In mehr als vierzig Tagen hat es der Möchtegern-Präsident nicht geschafft, auch nur andeutungsweise Neuwahlen vorzubereiten oder eine Regierungsmannschaft zu formieren. Bei seiner Reise durch Südamerika begleitete ihn eine Staatssekretärin aus dem Außenministerium der USA, und bei seinen Auftritten im Land ist niemand zu erkennen, der so etwas wie ein »Vizepräsident« sein könnte. Sein erneuter Aufruf zu einem »Marsch auf Caracas« klingt eher wie das Pfeifen im Walde, mit dem er sich selbst Mut macht.

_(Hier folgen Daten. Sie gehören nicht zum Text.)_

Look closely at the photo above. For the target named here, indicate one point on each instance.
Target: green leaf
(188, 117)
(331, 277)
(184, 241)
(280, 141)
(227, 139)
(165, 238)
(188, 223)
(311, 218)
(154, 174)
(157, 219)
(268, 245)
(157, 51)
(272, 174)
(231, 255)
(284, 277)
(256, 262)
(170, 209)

Die Situation bleibt dennoch gefährlich. Die rechtmäßige Regierung Venezuelas wurde mit Sanktionen der USA und der EU überhäuft, sie hat keinen Zugang zu Dutzenden Milliarden Dollar, die in Banken in westlichen Ländern deponiert sind, während die USA es ihrem Zögling Guaidó ermöglichen, sich aus diesen Konten zu bedienen. Die USA und Guaidó reden weiterhin von der Option einer militärischen Invasion. Wenn die EU und die EU-Staaten, die sich Herrn Guaidó verpflichtet fühlen, auf ihrem dem Völkerrecht widersprechenden Standpunkt beharren, werden sie sich mitschuldig machen an weiteren Verbrechen am venezolanischen Volk.